La France et le Mali accusent Al-Qaïda d'être derrière l'enlèvement des Français

Par La rédaction

NIAMEY (AFP)

 La France et le Mali ont accusé lundi Al-Qaïda au Maghreb islamique (Aqmi) d'être derrière l'enlèvement au Niger de deux Français tués samedi, lors d'un assaut des forces françaises en territoire malien contre les ravisseurs. Evènement

En visite à Niamey lundi, le ministre français de la Défense Alain Juppé a dit avoir "absolument" la confirmation de l'implication d'Aqmi dans l'enlèvement des deux Français dans la capitale.

 Une source sécuritaire malienne a également affirmé à l'AFP qu'il y avait "des preuves irréfutables qui accablent" Aqmi.

Aussitôt après le rapt vendredi soir dans un restaurant de Niamey d'Antoine De Léocour et Vincent Delory, deux amis d'enfance âgés de 25 ans, les soupçons s'étaient portés sur cette mouvance, qui retient depuis septembre 2010 cinq Français kidnappés dans le nord du Niger.

Le Premier ministre français François Fillon a déclaré à Paris que les otages ont été "éliminés froidement" par leurs ravisseurs et que le rapt était "une commande d'Aqmi exécutée par des gens très divers, une douzaine de types".

 L'assaut final a eu lieu au Mali et a été l'oeuvre des seules forces françaises après accord préalable de Bamako, a-t-il dit, alors que les premières informations avaient fait état d'une opération de sauvetage en territoire nigérien, près de la frontière malienne.

M. Juppé a fait part de la "détermination commune" du Niger et de la France "à lutter contre le terrorisme", après un entretien avec le chef de la junte au pouvoir au Niger, le général Salou Djibo.

Le ministre a dit avoir demandé "des mesures complémentaires" de sécurité à Niamey, notamment pour les 1.500 Français et binationaux sur place.

Il a cité le lycée et le centre culturel français mais aussi "certains lieux publics fréquentés par tout le monde, dont nos ressortissants, comme l'aéroport".

Les autorités nigériennes l'ont "assuré qu'elles allaient revoir leur dispositif pour améliorer les choses", a déclaré M. Juppé, avant de rencontrer la communauté française et de quitter Niamey pour le Tchad en fin de journée.

Les corps des deux otages, actuellement dans une clinique privée de la capitale, doivent être rapatriés mardi, selon des parlementaires français.

Des policiers antiterroristes français ont été envoyés ce week-end au Niger pour participer à l'enquête, alors que les circonstances de la mort des deux Français sont encore entourées de zones d'ombre.

 Le président américain Barack Obama a présenté ses condoléances à son homologue français Nicolas Sarkozy, lors d'un entretien à la Maison Blanche.

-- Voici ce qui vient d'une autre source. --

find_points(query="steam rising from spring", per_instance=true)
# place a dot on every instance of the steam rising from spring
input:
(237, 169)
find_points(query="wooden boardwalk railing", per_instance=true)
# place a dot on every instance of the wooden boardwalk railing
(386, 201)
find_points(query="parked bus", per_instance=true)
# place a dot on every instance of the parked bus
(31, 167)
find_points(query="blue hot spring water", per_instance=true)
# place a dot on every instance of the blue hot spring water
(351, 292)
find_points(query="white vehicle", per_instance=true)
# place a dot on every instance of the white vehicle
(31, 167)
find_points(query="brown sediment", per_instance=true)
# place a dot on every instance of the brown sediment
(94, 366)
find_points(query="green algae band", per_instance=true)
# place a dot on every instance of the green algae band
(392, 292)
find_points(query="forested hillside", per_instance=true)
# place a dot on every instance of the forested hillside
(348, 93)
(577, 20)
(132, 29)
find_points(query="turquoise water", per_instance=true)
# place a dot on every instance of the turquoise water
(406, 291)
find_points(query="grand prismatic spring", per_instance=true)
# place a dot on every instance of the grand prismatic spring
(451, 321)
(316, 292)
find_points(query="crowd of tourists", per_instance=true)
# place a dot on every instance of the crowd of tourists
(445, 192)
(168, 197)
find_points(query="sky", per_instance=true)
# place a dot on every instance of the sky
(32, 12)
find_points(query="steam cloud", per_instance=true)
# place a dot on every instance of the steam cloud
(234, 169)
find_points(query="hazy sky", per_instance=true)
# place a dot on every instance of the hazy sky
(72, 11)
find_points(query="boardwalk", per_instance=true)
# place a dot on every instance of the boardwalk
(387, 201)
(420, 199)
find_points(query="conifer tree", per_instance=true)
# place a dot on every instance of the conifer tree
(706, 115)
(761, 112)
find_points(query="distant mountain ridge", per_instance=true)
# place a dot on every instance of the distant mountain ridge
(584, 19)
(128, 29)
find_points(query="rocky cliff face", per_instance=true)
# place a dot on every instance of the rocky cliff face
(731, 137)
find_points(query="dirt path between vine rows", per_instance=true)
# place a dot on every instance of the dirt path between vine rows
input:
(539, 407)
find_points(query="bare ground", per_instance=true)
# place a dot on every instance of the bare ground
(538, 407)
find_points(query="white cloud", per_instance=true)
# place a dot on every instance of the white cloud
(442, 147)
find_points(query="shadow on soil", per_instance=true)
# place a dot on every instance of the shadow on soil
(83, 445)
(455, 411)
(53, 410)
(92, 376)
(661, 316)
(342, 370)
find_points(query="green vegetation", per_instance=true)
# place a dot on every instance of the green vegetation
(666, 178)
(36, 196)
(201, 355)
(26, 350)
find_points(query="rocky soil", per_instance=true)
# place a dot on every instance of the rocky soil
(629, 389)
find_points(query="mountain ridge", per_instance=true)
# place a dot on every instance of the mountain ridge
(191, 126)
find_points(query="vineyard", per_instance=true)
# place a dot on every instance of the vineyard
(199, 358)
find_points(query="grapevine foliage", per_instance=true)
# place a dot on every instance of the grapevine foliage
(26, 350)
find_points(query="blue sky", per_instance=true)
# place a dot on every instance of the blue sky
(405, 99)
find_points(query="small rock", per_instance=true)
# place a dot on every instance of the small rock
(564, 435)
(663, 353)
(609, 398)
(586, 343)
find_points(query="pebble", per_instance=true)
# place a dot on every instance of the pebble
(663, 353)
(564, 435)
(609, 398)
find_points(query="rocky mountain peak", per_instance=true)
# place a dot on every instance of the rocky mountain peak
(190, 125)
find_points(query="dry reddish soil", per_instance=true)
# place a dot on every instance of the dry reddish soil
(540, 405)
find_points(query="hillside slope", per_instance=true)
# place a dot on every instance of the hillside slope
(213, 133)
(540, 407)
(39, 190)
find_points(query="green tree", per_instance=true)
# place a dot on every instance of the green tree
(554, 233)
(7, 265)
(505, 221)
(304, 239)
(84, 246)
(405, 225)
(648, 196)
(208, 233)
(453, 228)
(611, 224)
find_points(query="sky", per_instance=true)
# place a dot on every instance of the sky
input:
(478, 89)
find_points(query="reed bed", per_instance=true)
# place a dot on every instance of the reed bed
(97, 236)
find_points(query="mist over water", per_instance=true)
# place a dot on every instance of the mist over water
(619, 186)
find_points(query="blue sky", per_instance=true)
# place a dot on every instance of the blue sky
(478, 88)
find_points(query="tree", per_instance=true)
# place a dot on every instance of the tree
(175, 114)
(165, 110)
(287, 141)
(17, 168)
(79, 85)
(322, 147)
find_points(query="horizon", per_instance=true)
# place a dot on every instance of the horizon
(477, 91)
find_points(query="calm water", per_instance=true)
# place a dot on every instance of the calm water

"Les Etats-Unis et la France, nous sommes décidés à être des alliés sur ce sujet du terrorisme.Nous considérons ensemble que la faiblesse serait profondément coupable et que nous n'avons pas d'autre choix que de combattre ces terroristes partout où ils se trouvent", a affirmé M. Sarkozy.

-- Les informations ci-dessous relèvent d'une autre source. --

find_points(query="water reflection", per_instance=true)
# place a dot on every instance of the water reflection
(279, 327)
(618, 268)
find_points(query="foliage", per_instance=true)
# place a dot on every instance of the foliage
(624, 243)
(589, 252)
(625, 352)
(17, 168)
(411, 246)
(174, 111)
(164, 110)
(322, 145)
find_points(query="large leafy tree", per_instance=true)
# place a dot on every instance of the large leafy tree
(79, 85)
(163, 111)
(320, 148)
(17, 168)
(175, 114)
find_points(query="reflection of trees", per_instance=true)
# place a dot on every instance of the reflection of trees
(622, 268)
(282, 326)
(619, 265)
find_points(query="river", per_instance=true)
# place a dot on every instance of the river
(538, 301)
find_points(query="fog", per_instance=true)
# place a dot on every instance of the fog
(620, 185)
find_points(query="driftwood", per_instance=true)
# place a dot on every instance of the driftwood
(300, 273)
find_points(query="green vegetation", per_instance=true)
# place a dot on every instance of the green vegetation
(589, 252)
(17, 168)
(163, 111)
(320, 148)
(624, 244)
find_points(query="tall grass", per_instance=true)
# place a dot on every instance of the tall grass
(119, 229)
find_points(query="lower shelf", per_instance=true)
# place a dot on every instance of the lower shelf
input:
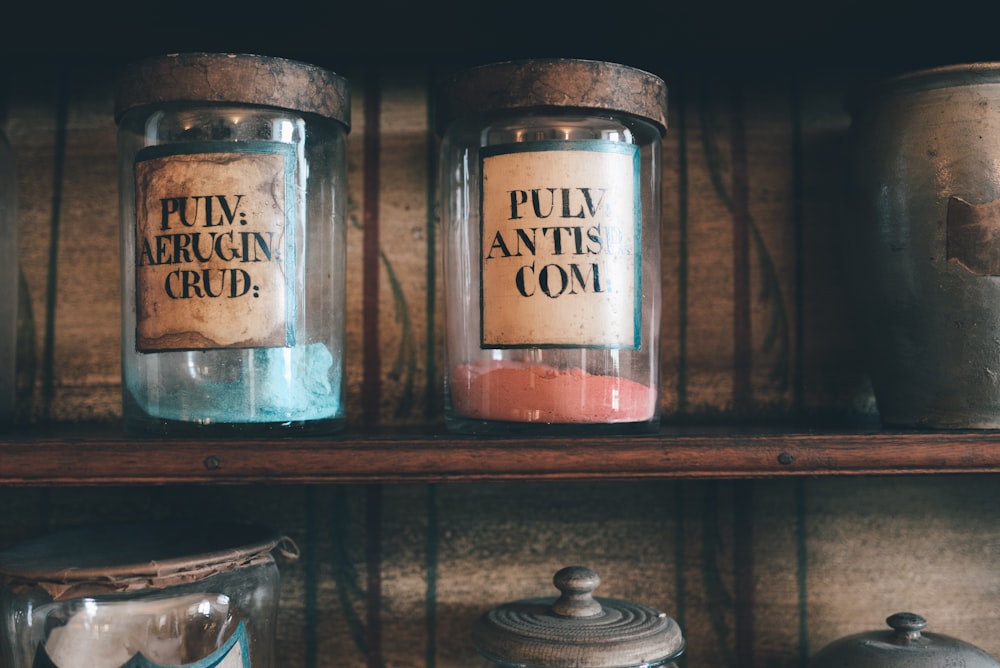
(102, 455)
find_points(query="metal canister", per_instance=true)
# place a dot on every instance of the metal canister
(577, 630)
(141, 596)
(904, 645)
(922, 232)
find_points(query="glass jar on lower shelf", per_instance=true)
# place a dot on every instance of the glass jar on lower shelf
(144, 596)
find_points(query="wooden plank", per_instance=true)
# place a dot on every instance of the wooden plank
(106, 457)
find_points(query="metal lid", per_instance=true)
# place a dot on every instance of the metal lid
(236, 78)
(577, 629)
(99, 560)
(871, 93)
(905, 645)
(585, 85)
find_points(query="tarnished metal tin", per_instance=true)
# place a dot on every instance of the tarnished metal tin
(922, 243)
(577, 629)
(905, 645)
(234, 78)
(547, 84)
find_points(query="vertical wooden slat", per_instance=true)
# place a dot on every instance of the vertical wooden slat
(52, 282)
(744, 576)
(371, 267)
(373, 560)
(742, 332)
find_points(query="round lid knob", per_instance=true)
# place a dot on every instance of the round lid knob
(577, 629)
(906, 645)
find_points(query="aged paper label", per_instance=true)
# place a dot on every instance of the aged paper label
(214, 247)
(561, 227)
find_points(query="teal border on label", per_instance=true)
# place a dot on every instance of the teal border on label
(291, 221)
(210, 661)
(598, 146)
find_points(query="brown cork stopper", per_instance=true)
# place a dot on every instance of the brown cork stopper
(234, 78)
(583, 85)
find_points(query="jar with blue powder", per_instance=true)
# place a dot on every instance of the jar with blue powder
(233, 206)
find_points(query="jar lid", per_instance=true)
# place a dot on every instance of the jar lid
(905, 645)
(98, 560)
(586, 85)
(577, 629)
(236, 78)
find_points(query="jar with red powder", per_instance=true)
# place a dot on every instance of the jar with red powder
(550, 205)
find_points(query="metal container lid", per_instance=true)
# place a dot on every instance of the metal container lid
(98, 560)
(577, 629)
(557, 83)
(905, 645)
(235, 78)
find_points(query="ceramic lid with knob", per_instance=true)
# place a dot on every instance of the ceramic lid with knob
(577, 629)
(905, 644)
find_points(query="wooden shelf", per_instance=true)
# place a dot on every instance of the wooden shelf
(101, 455)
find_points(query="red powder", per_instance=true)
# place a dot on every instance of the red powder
(520, 392)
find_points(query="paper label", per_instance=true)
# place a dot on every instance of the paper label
(213, 265)
(561, 230)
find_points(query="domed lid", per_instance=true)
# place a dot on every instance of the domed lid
(577, 629)
(904, 646)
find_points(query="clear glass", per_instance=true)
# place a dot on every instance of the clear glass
(8, 281)
(296, 385)
(559, 388)
(226, 619)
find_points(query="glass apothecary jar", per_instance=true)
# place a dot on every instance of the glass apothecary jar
(142, 596)
(577, 629)
(550, 203)
(233, 204)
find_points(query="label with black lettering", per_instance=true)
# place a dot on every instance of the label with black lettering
(214, 246)
(561, 231)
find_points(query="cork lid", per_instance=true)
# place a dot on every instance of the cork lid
(97, 560)
(584, 85)
(577, 629)
(237, 78)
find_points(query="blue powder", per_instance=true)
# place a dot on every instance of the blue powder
(293, 384)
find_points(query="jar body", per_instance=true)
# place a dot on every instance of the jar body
(9, 291)
(225, 619)
(552, 272)
(233, 269)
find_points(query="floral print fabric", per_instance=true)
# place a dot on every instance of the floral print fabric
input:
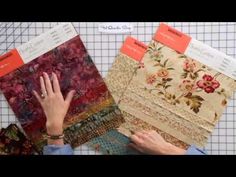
(173, 93)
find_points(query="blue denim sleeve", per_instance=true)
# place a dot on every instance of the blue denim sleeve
(58, 150)
(192, 150)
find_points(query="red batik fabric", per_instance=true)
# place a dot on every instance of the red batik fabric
(92, 110)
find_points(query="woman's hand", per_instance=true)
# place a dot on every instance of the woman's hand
(54, 105)
(150, 142)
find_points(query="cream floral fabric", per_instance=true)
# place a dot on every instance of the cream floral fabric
(171, 93)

La chef de la diplomatie européenne Catherine Ashton a condamné l'assassinat "odieux" des deux Français et promis le soutien de l'Union européenne pour aider à "éliminer la menace du terrorisme" dans le Sahel.

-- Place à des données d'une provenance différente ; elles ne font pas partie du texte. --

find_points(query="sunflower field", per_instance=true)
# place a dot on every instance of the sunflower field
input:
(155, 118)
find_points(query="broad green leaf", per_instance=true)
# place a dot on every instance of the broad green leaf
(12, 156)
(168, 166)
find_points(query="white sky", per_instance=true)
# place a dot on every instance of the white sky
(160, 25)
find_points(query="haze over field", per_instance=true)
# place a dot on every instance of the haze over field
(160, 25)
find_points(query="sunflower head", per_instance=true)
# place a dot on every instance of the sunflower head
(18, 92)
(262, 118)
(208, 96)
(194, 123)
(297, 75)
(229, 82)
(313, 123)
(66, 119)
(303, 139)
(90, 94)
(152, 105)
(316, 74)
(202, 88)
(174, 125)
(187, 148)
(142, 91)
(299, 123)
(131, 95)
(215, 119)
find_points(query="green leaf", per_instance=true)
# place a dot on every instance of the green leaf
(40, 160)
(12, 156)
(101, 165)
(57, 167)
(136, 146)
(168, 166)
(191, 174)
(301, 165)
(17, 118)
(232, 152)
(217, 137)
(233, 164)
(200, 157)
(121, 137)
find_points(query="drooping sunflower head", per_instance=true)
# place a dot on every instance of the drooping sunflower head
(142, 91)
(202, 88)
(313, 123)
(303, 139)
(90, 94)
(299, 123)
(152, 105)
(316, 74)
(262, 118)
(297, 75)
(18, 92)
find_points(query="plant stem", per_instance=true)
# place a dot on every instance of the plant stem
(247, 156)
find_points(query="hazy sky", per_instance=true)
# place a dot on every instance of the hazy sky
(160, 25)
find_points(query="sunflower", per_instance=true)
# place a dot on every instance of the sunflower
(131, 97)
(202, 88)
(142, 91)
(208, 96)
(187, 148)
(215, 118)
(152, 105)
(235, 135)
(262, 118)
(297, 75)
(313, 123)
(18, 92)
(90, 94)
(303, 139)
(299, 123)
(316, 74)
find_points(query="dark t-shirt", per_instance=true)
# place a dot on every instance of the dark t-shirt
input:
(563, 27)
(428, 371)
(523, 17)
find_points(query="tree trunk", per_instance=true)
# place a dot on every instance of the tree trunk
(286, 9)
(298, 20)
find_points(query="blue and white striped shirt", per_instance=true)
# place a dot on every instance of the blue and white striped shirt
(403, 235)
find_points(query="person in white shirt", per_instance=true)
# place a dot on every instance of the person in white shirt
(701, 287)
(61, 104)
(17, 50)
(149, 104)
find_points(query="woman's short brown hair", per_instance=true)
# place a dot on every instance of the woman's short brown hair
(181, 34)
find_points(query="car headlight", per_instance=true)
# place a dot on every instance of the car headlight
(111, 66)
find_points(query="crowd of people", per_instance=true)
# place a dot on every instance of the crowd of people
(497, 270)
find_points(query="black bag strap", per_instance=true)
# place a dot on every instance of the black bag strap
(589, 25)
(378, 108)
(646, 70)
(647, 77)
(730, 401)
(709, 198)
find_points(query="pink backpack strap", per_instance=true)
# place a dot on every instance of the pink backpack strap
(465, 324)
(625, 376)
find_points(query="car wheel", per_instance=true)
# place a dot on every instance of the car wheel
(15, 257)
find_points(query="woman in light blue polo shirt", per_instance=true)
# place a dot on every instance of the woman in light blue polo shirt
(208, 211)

Paris a mis en garde ses ressortissants contre la menace accrue de "terrorisme" dans trois pays du Sahel: Mauritanie, Mali et Niger.

"Au regard de la menace terroriste qui pèse sur la région, aucun endroit ne peut désormais plus être considéré comme sûr", a averti le ministère des Affaires étrangères.

La paisible Niamey était jusque-là considérée comme une capitale sans risque mais l'enlèvement des deux jeunes hommes a changé la donne.Antoine De Léocour allait se marier avec une Nigérienne et Vincent Delory devait être son témoin.

Aqmi a revendiqué il y a trois mois le rapt de cinq Français, d'un Togolais et d'un Malgache travaillant pour la plupart pour le groupe nucléaire français Areva et un sous-traitant du groupe de construction Vinci dans le nord du Niger.

En juillet avait été annoncée l'exécution de Michel Germaneau, un humanitaire français de 78 ans qui avait été enlevé le 19 avril dans le nord du Niger.